The interpolation overshoots the next point and reverses direction.

ParametricPlot[{line[[1]][tt], line[[2]][tt]}, {tt, 0.2, 0.3}, 
 Epilog -> {Point[points[[All, 1 ;; 2]]]}]

You can reduce the interpolation order to 1 or use a centripetal parametrization parametrizeCurve from J.M.'s answer.
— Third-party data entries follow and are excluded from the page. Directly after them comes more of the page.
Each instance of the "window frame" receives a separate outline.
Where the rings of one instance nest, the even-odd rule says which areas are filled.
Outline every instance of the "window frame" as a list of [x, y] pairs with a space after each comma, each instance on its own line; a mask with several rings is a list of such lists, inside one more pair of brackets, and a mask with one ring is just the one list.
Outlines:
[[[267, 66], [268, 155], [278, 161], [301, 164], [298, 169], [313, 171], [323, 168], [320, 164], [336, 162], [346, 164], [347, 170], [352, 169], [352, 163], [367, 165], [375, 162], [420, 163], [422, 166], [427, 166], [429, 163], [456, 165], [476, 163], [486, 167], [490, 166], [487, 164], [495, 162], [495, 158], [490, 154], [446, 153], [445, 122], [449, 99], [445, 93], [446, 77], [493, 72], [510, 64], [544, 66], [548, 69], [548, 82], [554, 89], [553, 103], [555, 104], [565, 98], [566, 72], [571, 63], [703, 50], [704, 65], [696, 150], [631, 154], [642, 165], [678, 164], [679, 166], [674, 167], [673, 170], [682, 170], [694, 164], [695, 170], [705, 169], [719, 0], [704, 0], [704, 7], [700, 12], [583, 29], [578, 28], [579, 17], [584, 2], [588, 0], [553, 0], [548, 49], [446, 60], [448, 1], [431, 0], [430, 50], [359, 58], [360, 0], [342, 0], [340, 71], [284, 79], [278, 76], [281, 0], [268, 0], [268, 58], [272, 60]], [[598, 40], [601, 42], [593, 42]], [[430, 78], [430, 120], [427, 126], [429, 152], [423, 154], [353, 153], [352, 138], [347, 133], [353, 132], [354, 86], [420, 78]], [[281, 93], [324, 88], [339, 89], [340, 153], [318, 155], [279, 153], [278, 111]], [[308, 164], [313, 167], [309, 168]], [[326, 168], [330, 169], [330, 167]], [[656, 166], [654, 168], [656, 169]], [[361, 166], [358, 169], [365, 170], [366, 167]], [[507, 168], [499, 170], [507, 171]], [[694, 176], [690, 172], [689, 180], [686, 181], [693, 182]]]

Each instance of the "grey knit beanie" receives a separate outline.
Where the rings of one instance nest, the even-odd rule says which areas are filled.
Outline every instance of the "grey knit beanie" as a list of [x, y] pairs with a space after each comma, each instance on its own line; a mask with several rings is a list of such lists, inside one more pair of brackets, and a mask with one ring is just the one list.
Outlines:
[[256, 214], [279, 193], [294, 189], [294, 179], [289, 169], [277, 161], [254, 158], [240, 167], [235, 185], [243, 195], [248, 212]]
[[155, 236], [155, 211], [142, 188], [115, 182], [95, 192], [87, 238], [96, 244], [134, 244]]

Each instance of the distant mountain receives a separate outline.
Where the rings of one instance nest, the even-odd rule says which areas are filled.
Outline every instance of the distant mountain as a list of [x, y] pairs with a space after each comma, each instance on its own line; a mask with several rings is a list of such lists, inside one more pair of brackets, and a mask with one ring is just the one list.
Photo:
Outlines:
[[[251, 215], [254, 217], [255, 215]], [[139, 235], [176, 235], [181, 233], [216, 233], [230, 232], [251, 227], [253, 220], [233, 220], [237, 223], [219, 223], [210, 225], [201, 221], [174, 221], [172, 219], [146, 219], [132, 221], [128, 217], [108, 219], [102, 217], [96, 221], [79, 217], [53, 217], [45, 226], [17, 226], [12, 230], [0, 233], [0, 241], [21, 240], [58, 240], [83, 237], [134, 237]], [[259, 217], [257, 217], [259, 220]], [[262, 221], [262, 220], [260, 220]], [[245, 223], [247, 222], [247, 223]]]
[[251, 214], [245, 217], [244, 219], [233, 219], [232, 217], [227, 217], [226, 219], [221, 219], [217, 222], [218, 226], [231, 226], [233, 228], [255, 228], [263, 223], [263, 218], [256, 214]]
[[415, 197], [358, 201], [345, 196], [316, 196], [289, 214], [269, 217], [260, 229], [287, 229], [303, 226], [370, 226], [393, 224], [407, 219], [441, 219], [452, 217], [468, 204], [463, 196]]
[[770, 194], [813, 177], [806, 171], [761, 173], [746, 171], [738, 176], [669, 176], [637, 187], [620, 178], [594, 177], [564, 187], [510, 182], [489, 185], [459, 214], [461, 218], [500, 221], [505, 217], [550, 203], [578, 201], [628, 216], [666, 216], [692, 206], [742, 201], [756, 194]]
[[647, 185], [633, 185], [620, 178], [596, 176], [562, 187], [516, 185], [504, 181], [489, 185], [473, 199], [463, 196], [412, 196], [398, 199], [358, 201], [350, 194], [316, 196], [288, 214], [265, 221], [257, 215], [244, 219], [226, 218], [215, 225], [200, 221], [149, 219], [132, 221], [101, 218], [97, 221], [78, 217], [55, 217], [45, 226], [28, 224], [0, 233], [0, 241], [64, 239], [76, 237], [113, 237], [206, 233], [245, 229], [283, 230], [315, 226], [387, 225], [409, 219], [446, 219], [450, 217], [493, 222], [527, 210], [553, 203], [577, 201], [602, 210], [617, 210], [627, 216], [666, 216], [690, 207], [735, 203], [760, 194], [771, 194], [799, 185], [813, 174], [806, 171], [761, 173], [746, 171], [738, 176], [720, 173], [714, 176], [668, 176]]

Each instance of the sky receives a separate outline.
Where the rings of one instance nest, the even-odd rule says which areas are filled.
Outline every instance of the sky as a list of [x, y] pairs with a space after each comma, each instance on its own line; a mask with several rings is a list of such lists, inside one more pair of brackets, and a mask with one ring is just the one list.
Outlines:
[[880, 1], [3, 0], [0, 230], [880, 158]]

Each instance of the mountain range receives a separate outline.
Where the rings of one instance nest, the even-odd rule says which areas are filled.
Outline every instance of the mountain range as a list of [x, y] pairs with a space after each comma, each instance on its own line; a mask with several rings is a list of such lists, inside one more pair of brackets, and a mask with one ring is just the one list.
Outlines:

parametrizeCurve[pts_List, a : (_?NumericQ) : 1/2] := 
 FoldList[Plus, 0, Normalize[(Norm /@ Differences[pts])^a, Total]] /; 
  MatrixQ[pts, NumericQ]

tvals = parametrizeCurve[points];
line = Interpolation[Transpose[{tvals, #}]] & /@ Transpose@points;

s[t_?NumericQ] := 
  NIntegrate[Norm[{line[[1]]'[tt], line[[2]]'[tt]}], 
   Evaluate @ DeleteDuplicates @
     Flatten[{tt, 0, Select[tvals, 0 < # < t &], t}]];

ParametricPlot[
  Evaluate@{s[ss], line[[3]][ss]}, 
  {ss, 0, 1}, 
  PlotRange -> {{0, All}, {0, All}}, 
  AspectRatio -> 1/2, 
  Epilog -> {Point@Table[{s[ss], line[[3]][ss]}, {ss, 0, 1, 0.1}]}
]

Including the interpolation grid points tvals in NIntegrate speeds up the integration. For a really fast implementation use

s = NDSolveValue[{ss'[t] == Norm[{line[[1]]'[t],line[[2]]'[t]}], ss[0]==0}, ss, {t, 0, 1}]

which constructs an InterpolatingFunction for the arc length.